In RWKV-6, each flower can look at the “weather” (the current input token) and decide for itself whether to wilt (forget) or bloom stronger (remember).
This allows for incredibly flexible behavior. The model can learn to:
- Reset its state: When it encounters a sentence or document boundary, it can learn to generate a high
w_t
(strong decay) to flush its memory and start fresh. - Preserve context: During a long, coherent passage, it can learn to generate a low
w_t
(weak decay) to maintain context over thousands of tokens.
Finch also made the token-shift mechanism data-dependent, allowing the model to dynamically decide how much of the previous token’s representation to mix in. Every core component of the recurrence became adaptive.
The Journey Continues
The evolution from RWKV-4 to v6 marks a shift in our core mission. We started by reinventing the RNN to match the Transformer’s training paradigm. Now, we are pushing the boundaries of what recurrent models can do, creating architectures with unique capabilities that are not just “efficient alternatives” but powerful systems in their own right.

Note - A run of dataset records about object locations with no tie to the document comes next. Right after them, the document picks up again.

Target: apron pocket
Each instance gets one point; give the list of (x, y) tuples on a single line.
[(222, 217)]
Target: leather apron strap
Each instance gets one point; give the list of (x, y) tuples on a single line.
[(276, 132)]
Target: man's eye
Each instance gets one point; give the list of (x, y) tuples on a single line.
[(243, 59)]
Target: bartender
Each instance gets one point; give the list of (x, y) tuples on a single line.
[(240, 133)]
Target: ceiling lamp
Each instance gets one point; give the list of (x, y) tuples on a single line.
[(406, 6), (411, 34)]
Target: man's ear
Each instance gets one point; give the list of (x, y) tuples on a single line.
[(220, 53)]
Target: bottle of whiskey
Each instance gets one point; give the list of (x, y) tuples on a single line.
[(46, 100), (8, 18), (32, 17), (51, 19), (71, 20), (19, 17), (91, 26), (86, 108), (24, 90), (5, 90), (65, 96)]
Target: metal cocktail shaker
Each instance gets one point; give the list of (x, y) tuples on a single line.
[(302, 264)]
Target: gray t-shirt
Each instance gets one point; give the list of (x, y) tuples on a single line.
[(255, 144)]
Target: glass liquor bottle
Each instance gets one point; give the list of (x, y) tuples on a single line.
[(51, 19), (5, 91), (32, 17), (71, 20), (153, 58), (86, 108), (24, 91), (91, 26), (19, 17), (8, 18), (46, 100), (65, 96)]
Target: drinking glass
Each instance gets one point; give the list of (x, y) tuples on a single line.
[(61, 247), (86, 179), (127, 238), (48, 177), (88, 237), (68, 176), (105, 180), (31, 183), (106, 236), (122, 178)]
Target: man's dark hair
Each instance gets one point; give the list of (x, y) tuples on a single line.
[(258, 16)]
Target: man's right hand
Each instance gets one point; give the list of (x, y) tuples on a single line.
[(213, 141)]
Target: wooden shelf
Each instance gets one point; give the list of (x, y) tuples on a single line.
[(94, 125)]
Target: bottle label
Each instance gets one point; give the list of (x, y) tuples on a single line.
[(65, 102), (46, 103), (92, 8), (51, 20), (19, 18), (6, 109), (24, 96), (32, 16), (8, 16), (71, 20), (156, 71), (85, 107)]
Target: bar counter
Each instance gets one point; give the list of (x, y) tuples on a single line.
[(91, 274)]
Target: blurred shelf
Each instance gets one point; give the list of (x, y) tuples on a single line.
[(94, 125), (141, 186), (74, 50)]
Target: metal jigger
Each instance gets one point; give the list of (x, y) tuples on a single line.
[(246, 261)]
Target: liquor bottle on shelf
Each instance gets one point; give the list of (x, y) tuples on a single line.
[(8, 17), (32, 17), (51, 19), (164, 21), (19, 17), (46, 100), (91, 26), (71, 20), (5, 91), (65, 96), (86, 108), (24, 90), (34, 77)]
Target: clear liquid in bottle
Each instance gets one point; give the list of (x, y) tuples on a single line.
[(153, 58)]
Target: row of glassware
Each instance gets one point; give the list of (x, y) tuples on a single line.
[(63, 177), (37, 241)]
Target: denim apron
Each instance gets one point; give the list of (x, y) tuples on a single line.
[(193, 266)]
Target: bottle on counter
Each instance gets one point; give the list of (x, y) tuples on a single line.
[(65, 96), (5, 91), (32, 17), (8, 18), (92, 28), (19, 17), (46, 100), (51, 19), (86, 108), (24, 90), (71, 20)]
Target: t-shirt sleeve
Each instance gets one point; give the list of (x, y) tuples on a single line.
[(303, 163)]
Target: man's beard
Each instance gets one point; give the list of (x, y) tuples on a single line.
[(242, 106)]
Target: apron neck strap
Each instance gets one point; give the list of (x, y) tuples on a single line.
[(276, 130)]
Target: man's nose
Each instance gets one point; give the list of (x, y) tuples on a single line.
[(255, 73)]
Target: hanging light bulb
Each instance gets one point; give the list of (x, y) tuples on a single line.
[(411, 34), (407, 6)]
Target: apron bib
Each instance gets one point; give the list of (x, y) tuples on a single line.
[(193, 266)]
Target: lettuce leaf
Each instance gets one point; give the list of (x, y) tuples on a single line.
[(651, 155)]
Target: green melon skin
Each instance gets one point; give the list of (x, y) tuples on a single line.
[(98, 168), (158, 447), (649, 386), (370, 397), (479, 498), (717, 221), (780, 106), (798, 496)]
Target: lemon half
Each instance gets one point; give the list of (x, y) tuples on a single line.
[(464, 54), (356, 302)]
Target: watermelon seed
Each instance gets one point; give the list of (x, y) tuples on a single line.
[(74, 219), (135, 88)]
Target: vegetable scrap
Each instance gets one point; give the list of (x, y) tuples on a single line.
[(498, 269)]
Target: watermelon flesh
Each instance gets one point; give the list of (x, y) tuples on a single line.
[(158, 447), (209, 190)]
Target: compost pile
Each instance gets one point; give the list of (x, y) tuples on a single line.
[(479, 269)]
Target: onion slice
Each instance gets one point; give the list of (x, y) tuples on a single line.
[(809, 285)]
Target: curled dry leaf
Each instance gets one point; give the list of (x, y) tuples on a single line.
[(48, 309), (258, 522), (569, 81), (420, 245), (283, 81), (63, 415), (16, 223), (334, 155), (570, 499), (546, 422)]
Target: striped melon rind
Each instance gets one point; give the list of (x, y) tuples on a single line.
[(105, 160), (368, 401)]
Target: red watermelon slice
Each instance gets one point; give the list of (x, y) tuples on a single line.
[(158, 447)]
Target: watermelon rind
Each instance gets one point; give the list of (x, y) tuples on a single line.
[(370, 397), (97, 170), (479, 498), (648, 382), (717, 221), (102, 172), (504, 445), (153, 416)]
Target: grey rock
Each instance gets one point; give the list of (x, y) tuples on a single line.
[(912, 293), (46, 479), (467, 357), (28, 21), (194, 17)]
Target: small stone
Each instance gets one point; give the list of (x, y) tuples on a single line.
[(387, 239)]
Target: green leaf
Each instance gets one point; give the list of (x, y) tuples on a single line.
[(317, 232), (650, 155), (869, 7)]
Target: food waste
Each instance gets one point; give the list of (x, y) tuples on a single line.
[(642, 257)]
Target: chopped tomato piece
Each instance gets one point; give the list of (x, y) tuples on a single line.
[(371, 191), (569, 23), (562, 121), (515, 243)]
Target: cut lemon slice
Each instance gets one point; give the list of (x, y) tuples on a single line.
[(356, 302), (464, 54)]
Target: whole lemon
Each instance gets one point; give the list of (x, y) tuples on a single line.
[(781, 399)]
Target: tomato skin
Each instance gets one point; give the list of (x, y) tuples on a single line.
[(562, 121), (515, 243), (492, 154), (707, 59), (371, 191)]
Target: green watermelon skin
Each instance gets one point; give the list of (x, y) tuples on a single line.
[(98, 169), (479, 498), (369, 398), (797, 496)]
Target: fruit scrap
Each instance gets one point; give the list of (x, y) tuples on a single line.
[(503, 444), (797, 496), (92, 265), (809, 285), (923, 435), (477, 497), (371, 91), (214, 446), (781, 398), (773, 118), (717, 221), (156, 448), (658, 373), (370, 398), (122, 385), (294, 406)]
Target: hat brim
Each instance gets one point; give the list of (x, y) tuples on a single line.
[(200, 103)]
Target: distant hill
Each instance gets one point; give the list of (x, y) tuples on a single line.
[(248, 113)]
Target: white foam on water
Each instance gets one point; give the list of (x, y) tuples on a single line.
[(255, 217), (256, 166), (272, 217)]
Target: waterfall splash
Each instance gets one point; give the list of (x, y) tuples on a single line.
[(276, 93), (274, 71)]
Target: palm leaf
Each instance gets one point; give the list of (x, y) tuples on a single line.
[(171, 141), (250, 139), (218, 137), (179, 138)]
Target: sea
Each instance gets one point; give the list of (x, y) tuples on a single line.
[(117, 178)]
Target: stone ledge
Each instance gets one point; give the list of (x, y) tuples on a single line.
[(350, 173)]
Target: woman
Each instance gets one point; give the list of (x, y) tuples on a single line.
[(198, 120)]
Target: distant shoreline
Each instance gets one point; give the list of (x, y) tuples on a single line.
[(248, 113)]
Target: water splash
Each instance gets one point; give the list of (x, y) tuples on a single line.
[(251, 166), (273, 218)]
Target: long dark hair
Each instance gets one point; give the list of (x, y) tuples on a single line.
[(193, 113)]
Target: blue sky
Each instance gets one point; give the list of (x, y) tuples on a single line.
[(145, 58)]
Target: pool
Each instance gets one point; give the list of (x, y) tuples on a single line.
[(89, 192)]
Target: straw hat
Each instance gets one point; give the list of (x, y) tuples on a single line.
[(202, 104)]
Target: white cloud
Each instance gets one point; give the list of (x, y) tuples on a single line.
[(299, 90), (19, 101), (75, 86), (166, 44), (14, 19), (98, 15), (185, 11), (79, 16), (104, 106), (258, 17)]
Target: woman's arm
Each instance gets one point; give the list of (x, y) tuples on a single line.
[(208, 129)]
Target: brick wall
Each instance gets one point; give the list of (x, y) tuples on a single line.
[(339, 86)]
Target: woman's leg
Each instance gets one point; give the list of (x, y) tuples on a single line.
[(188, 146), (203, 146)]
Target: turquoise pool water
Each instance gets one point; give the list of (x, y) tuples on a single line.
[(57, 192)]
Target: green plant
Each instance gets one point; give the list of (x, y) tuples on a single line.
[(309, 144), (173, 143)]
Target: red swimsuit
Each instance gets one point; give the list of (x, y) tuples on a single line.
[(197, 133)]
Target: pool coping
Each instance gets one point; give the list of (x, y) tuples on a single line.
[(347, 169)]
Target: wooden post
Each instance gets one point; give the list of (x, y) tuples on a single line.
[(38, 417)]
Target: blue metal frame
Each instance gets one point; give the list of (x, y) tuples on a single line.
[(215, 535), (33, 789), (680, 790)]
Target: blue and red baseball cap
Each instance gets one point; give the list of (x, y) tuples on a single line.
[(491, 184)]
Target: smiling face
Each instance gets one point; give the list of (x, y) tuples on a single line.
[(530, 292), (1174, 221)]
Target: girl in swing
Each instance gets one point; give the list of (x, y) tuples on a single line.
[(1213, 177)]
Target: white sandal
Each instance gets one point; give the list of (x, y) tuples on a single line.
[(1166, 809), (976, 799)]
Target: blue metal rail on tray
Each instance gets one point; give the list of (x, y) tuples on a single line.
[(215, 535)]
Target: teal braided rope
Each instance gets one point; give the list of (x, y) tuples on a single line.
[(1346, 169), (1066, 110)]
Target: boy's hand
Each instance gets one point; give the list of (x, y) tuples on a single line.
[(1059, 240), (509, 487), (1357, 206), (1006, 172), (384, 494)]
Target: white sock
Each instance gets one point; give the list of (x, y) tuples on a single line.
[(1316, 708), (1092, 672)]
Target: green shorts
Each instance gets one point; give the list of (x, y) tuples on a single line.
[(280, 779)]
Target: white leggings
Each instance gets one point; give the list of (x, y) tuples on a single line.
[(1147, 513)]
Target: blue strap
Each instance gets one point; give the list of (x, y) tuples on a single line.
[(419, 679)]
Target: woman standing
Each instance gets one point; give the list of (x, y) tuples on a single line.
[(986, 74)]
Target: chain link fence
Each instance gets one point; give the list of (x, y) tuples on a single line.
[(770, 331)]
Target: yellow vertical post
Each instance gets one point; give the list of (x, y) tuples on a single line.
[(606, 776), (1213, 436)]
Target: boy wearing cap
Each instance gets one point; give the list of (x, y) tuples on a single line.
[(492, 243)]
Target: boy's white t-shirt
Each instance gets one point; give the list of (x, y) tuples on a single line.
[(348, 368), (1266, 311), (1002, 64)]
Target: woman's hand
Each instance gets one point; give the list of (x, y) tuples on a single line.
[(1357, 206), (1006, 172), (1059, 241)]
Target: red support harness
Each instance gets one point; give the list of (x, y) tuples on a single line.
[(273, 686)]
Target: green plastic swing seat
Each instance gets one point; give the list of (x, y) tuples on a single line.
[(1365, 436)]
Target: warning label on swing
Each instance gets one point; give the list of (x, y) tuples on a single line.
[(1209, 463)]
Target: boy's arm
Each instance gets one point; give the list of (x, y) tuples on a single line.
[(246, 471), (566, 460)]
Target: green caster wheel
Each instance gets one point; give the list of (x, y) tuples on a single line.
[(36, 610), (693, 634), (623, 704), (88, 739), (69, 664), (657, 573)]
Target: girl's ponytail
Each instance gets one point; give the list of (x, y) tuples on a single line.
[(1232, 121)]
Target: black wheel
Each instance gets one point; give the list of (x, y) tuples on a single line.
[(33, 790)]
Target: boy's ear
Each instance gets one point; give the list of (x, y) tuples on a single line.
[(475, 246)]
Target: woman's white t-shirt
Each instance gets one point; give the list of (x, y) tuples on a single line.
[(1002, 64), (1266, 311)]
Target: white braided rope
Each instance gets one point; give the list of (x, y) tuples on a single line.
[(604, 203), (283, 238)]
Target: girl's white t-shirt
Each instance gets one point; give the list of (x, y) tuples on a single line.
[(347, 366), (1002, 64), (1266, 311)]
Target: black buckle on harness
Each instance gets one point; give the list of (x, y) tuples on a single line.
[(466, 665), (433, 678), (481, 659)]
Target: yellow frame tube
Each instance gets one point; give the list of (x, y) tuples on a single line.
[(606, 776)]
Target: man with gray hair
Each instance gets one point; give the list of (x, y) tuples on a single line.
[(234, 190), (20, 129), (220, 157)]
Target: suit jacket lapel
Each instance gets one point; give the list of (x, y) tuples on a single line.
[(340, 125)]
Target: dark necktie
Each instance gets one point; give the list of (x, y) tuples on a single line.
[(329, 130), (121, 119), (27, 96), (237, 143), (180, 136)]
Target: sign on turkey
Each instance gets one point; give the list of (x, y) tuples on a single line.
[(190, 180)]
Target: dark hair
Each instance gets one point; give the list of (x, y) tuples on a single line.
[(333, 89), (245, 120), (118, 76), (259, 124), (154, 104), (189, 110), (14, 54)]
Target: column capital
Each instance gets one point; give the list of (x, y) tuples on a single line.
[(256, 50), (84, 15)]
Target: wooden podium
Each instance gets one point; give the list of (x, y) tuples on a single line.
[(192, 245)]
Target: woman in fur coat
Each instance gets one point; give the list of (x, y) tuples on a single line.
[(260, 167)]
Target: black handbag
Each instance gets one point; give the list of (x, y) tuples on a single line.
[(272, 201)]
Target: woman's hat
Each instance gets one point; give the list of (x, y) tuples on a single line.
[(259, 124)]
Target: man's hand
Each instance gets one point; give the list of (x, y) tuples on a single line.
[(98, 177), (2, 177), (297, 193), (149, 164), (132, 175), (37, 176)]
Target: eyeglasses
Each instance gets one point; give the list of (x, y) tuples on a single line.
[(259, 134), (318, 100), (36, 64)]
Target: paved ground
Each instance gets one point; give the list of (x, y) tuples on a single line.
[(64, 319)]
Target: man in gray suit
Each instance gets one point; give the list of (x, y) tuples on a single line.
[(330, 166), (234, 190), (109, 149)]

- RWKV-4 gave us parallel training.
- RWKV-5 (Eagle) gave us a richer, matrix-based state.
- RWKV-6 (Finch) gave us dynamic, context-aware memory.
Each step has been a leap in expressivity and performance, bringing us closer to a model that combines the theoretical elegance of recurrence with the raw power of modern deep learning. The journey is far from over, but with each evolution, the potential of this architectural path becomes clearer and more exciting.